Noir Express : "Sur le quai" (C. C. XI) par Alain Pecunia, Chapitre 3

Chapitre 3





C’est comme ça qu’il s’était fait piéger en cette fin de matinée du 6 avril 1963.
Les trois camarades qu’il avait donnés furent arrêtés, deux le jour même, dont son ami Jean Lestrade, et le dernier le lendemain.
« De toute façon, s’était-il dit, Jean ne pouvait être qu’arrêté et il aurait réagi comme moi s’il s’était retrouvé dans ma situation. »
Et puis, il s’agissait de sa peau, et on n’a qu’une vie.
Les lâches prêtent toujours leurs pensées aux autres.
L’Héroïsme, c’est pour ceux qui ont de la chance.
La seule chose qui l’ennuyait était que ses camarades pussent l’apprendre. Mais, quand il rentra à Paris, ils le félicitèrent de sa chance et les arrestations furent mises sur le compte d’un malheureux enchaînement de hasards.
Alexandre Caillard s’étonna de ne pas éprouver de remords ou de tourment quelconque à l’égard de son ami – les deux autres étaient des camarades qu’il connaissait à peine. Et, si sa conscience ne trouvait rien à redire, c’était bien la preuve qu’il n’avait rien à se reprocher.
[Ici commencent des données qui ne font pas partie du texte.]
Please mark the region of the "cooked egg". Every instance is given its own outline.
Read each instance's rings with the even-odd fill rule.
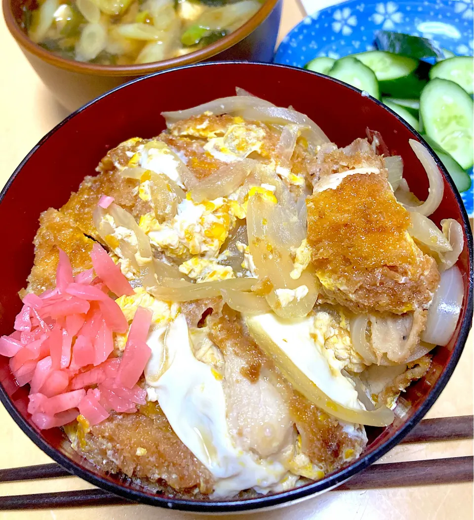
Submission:
[[[308,244],[308,241],[305,238],[296,249],[293,270],[290,273],[290,276],[293,280],[297,280],[309,265],[310,261],[311,249]]]
[[[179,266],[181,272],[195,280],[196,282],[212,282],[217,280],[235,278],[235,274],[232,267],[221,265],[214,258],[207,259],[194,256],[183,262]]]
[[[219,254],[241,214],[238,203],[223,197],[199,204],[186,198],[178,205],[177,214],[171,220],[160,224],[149,213],[139,225],[152,245],[171,257],[201,255],[209,258]]]
[[[256,274],[256,267],[255,266],[255,263],[253,261],[253,257],[250,253],[250,248],[247,244],[244,244],[243,242],[237,241],[236,245],[237,250],[240,253],[243,253],[243,262],[242,262],[241,267],[242,268],[247,269],[246,276],[252,278],[258,278]]]
[[[145,370],[148,395],[156,397],[177,435],[215,479],[213,497],[252,487],[265,492],[282,482],[287,471],[281,464],[244,451],[231,437],[223,381],[193,355],[184,315],[170,323],[166,334],[149,337],[147,343],[152,349]]]
[[[366,365],[363,359],[354,350],[350,339],[348,322],[341,311],[340,320],[324,310],[315,313],[315,328],[318,331],[319,341],[326,348],[333,350],[336,358],[344,363],[344,368],[351,372],[362,372]]]
[[[223,162],[240,161],[252,152],[260,153],[265,138],[265,131],[255,125],[231,125],[223,137],[210,139],[204,149]]]
[[[155,173],[162,173],[182,188],[184,187],[179,173],[179,161],[164,143],[156,141],[156,147],[150,143],[141,145],[129,162],[129,166],[140,166]]]
[[[366,167],[348,170],[341,173],[334,173],[320,179],[314,185],[313,193],[319,193],[326,190],[335,190],[342,182],[343,179],[349,175],[380,173],[380,170],[378,168]]]
[[[124,295],[115,300],[115,303],[120,308],[129,323],[133,320],[139,307],[150,309],[153,313],[151,330],[153,331],[153,333],[156,333],[156,330],[160,328],[164,327],[166,329],[170,320],[175,317],[179,312],[180,307],[178,304],[158,300],[147,293],[142,287],[138,287],[133,291],[134,294],[130,296]],[[114,334],[115,348],[123,352],[125,348],[128,337],[128,331],[123,334]]]
[[[306,285],[300,285],[295,289],[276,289],[275,291],[277,299],[282,307],[286,307],[294,300],[299,302],[308,294]]]
[[[314,316],[284,320],[273,313],[249,316],[249,328],[263,331],[301,372],[332,400],[353,410],[364,410],[354,383],[343,375],[344,363],[324,347]]]
[[[275,173],[282,179],[286,180],[289,184],[295,186],[302,186],[305,184],[304,177],[303,175],[293,173],[288,168],[277,166],[275,168]]]

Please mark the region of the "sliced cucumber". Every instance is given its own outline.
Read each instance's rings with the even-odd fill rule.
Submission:
[[[416,110],[417,112],[419,110],[419,99],[405,99],[402,98],[383,98],[382,101],[385,103],[384,100],[388,99],[391,102],[395,103],[395,105],[399,105],[400,107],[404,108],[410,108],[412,110]]]
[[[314,72],[327,74],[335,61],[333,58],[321,56],[320,58],[315,58],[314,60],[308,61],[304,68],[307,70],[312,70]]]
[[[429,79],[440,77],[449,80],[462,87],[468,94],[473,92],[473,69],[474,58],[472,56],[456,56],[437,63],[429,71]]]
[[[386,101],[388,101],[390,103],[395,103],[395,105],[398,105],[400,107],[403,107],[414,118],[418,118],[418,112],[419,110],[419,101],[418,99],[402,99],[400,98],[383,97],[382,100],[384,103]]]
[[[397,105],[396,103],[393,103],[390,100],[387,99],[386,98],[384,98],[384,103],[387,105],[387,106],[395,112],[396,114],[398,114],[402,119],[404,119],[405,121],[409,124],[411,125],[417,131],[419,129],[419,125],[418,125],[418,120],[416,118],[414,118],[413,115],[403,107],[400,107],[399,105]]]
[[[352,56],[373,70],[379,81],[403,77],[411,74],[418,67],[416,60],[383,50],[369,50]]]
[[[378,83],[380,90],[386,96],[395,98],[417,98],[426,84],[426,80],[421,79],[415,74],[388,81]]]
[[[346,56],[337,60],[329,71],[328,75],[365,90],[372,97],[380,99],[378,82],[374,72],[352,56]]]
[[[451,176],[451,178],[459,192],[467,191],[471,187],[471,178],[468,174],[463,170],[451,155],[441,148],[437,142],[427,135],[424,135],[423,138],[444,165],[444,167]]]
[[[417,60],[382,50],[352,55],[374,71],[381,92],[395,97],[416,97],[426,82],[414,73]]]
[[[472,165],[472,100],[457,83],[436,78],[426,85],[419,99],[426,134],[461,165]]]

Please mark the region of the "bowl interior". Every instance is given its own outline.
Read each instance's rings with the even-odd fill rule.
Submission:
[[[233,95],[236,86],[277,106],[292,105],[320,125],[339,146],[365,137],[366,127],[377,130],[391,153],[403,157],[411,189],[422,200],[426,198],[426,174],[408,142],[410,138],[421,138],[381,103],[355,89],[301,69],[262,63],[211,63],[158,73],[119,87],[70,116],[38,143],[9,181],[0,203],[6,253],[0,256],[0,270],[8,273],[0,292],[0,334],[12,330],[21,307],[18,292],[25,287],[33,264],[32,242],[40,213],[50,206],[60,207],[86,175],[94,175],[96,166],[111,148],[131,137],[158,135],[165,127],[161,111]],[[146,100],[142,105],[146,108],[138,109],[137,99]],[[441,218],[456,219],[464,227],[465,243],[471,244],[459,196],[445,177],[444,198],[432,218],[437,224]],[[408,433],[436,400],[461,354],[472,316],[472,304],[469,303],[472,299],[472,252],[467,246],[458,265],[464,279],[465,299],[456,332],[448,345],[435,349],[426,376],[403,394],[395,422],[385,430],[368,428],[369,444],[358,461],[296,490],[232,502],[173,500],[155,495],[92,466],[72,450],[59,429],[36,430],[26,412],[28,392],[17,388],[8,359],[2,356],[0,398],[24,431],[50,456],[92,483],[130,498],[165,506],[171,501],[174,508],[217,512],[266,507],[301,498],[343,482],[376,460]]]
[[[219,59],[223,60],[256,60],[269,62],[273,58],[276,42],[282,3],[281,0],[262,0],[259,10],[240,27],[216,42],[188,54],[150,63],[101,65],[61,57],[34,43],[28,37],[24,21],[25,12],[36,9],[38,5],[38,0],[2,0],[2,2],[4,16],[10,32],[20,46],[33,55],[67,70],[99,76],[123,76],[127,79],[173,67],[196,63],[218,54],[220,55]],[[109,88],[110,88],[109,86]],[[103,89],[101,92],[104,91]]]

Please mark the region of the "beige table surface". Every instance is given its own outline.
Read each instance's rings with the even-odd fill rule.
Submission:
[[[297,0],[284,0],[279,41],[303,17]],[[67,115],[40,83],[0,21],[0,185],[37,141]],[[87,172],[85,172],[85,175]],[[472,413],[474,334],[451,381],[428,413],[443,417]],[[472,454],[470,441],[395,448],[382,461],[422,460]],[[0,468],[42,464],[50,459],[21,431],[0,405]],[[75,477],[0,484],[0,495],[92,487]],[[245,515],[259,520],[468,520],[472,518],[470,484],[370,491],[331,491],[299,505]],[[0,520],[191,520],[196,515],[146,505],[0,512]],[[204,518],[199,516],[199,518]],[[211,518],[213,517],[208,516]],[[217,518],[218,517],[213,517]],[[229,518],[220,516],[219,518]]]

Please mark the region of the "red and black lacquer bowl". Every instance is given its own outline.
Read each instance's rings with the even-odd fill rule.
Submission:
[[[25,286],[33,264],[32,241],[40,213],[64,204],[84,176],[93,174],[111,147],[131,136],[146,138],[159,134],[165,127],[161,111],[233,95],[236,86],[278,106],[292,105],[307,114],[340,146],[365,136],[367,127],[377,130],[390,152],[403,157],[410,188],[420,199],[426,198],[426,174],[408,141],[412,138],[426,143],[386,107],[355,88],[302,69],[263,63],[206,63],[158,72],[120,86],[72,114],[35,147],[8,181],[0,202],[3,244],[0,334],[12,330],[20,308],[18,292]],[[436,160],[444,179],[444,195],[431,218],[438,225],[442,218],[454,218],[464,230],[466,245],[458,262],[464,282],[459,322],[449,344],[434,350],[426,376],[403,394],[404,413],[387,428],[368,428],[369,443],[363,456],[347,467],[314,484],[258,498],[179,500],[147,491],[98,470],[71,448],[59,428],[38,431],[26,411],[28,389],[17,387],[8,359],[0,356],[2,402],[23,432],[61,465],[93,484],[139,502],[195,512],[229,513],[290,503],[337,486],[399,443],[423,417],[452,374],[467,337],[472,316],[472,237],[459,194]]]

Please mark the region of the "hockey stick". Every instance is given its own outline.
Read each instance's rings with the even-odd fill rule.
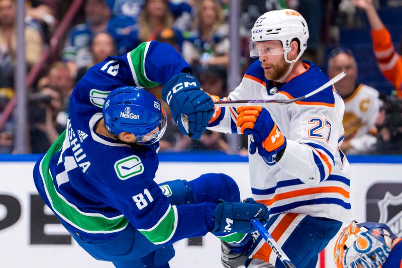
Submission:
[[[271,248],[272,249],[272,251],[275,252],[278,258],[283,263],[285,267],[286,268],[296,268],[294,264],[290,261],[290,260],[289,259],[289,258],[286,255],[283,250],[282,250],[279,245],[278,245],[276,242],[274,240],[272,236],[269,234],[269,233],[268,232],[267,229],[265,229],[265,227],[264,227],[260,221],[256,219],[252,219],[251,223],[253,224],[253,226],[255,227],[255,229],[258,231],[258,232],[260,233],[260,235],[262,236],[262,238],[264,238],[264,240],[265,240],[268,245],[271,247]]]
[[[323,85],[304,96],[288,100],[248,100],[242,101],[220,101],[214,103],[215,107],[240,107],[241,106],[267,106],[270,104],[289,104],[301,100],[304,100],[320,91],[330,85],[336,83],[346,75],[346,72],[342,72],[333,78]]]

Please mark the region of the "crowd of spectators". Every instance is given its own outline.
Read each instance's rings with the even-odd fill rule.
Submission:
[[[72,2],[27,1],[25,38],[29,41],[25,47],[28,71],[49,47],[51,37]],[[330,77],[342,70],[348,73],[347,77],[336,85],[346,107],[345,141],[341,149],[347,154],[402,153],[402,146],[393,145],[402,143],[400,81],[390,77],[390,74],[387,76],[387,70],[381,69],[381,66],[386,68],[389,64],[384,64],[385,60],[380,58],[388,58],[390,55],[384,56],[381,50],[385,49],[385,45],[375,39],[381,34],[385,35],[382,36],[383,39],[384,36],[389,38],[383,25],[379,24],[378,16],[375,17],[375,5],[378,8],[387,5],[386,1],[373,3],[372,0],[243,1],[239,17],[240,39],[237,41],[241,49],[239,64],[244,70],[251,63],[248,56],[250,30],[261,14],[286,8],[299,11],[306,18],[310,31],[304,57],[326,66]],[[74,84],[89,67],[108,55],[126,53],[144,41],[157,40],[171,44],[191,65],[205,91],[221,98],[227,96],[231,90],[226,82],[227,70],[231,64],[230,6],[229,0],[83,1],[71,28],[59,40],[55,61],[42,66],[40,75],[27,90],[31,152],[45,152],[65,129],[70,95]],[[371,27],[380,69],[398,90],[395,92],[399,94],[387,96],[381,92],[381,88],[367,86],[364,81],[358,82],[357,69],[360,63],[348,49],[339,48],[328,56],[324,55],[326,46],[336,46],[339,41],[339,29],[334,29],[362,26],[366,15],[369,24],[363,27]],[[14,96],[14,69],[18,53],[14,0],[0,0],[0,17],[1,117]],[[391,48],[387,49],[389,51]],[[397,54],[392,55],[400,58]],[[402,77],[402,71],[398,71],[399,77]],[[149,90],[160,97],[159,87]],[[168,108],[164,106],[172,121]],[[170,123],[161,140],[161,151],[230,151],[225,135],[207,131],[200,140],[193,140],[182,135],[174,122]],[[0,126],[0,153],[12,153],[13,133],[16,131],[12,117],[4,125]],[[246,148],[247,145],[242,147]],[[239,152],[244,148],[239,148]]]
Cela le conforta dans sa conviction qu’il avait simplement fait le bon choix dans une situation difficile.
Il fit même chorus avec l’un des responsables, Pablo, quand celui-ci évoqua la possibilité que l’un des trois qui venaient d’être arrêtés ait pu donner les deux autres.
– Toi qui le connais bien, tu penses que Jean aurait pu faire ça ? lui avait-il demandé en aparté.
Il eut la sagesse de ne pas se porter garant de son ami. D’ailleurs, il ne l’enfonça pas non plus.
Alexandre Caillard se contenta d’une moue dubitative.
Consoler la copine éplorée de Lestrade lui parut la chose la plus naturelle. De toute façon, il avait toujours eu envie de coucher avec. Mais, la conne, même si elle n’était pas farouche, elle y tenait à son Jeannot. En plus, elle le voyait presque en héros. Il lui avait fallu tout un travail de sape pour parvenir à ses fins. Mais tout s’accéléra quand il lui révéla, comme à contrecœur – « Je ne sais pas si je dois te le dire » –, que les camarades se posaient des questions à propos de Jean.
Les nécessités naturelles firent le reste.
En fait, s’il faisait le bilan, d’avoir voulu baiser Dany, c’était la seule chose qu’il ait eu à réellement regretter dans son existence. Car, ensuite, il n’avait jamais pu s’en dépêtrer et, par le chantage, elle l’avait mené devant le maire quatre ans plus tard. En 67.
Un an après cette merde de juillet 66.
Il ne pensait pas que Jean Lestrade sortirait si tôt.
Depuis ce mois d’avril 1963, il avait profité de la vie un max, s’éloignant imperceptiblement de ses anciens camarades anars pour ne plus les fréquenter qu’épisodiquement.
– Jean a peut-être donné mon nom. Il faut que je sois prudent, avait-il dit.
Mais il manifestait sa noblesse d’âme en s’inquiétant deux fois l’an du « sort des camarades emprisonnés ».
Au moment des deux événements pouvant donner lieu à des grâces ou des remises de peine. Noël et la fête nationale espagnole le 18 juillet, date anniversaire du soulèvement franquiste de 1936.
Mais Alexandre Caillard était tranquille. Avec ses quinze ans de taule, c’est pas demain la veille qu’il allait sortir, Jean Lestrade.
Aussi, lorsqu’il apprit, fin juin 66, qu’il allait être élargi, tout d’abord il n’en crut pas ses oreilles.
– Vous blaguez ? dit-il au commissaire José Perez qui l’avait contacté pour le rencontrer de toute urgence et qui venait de lui annoncer la nouvelle de la libération de Lestrade.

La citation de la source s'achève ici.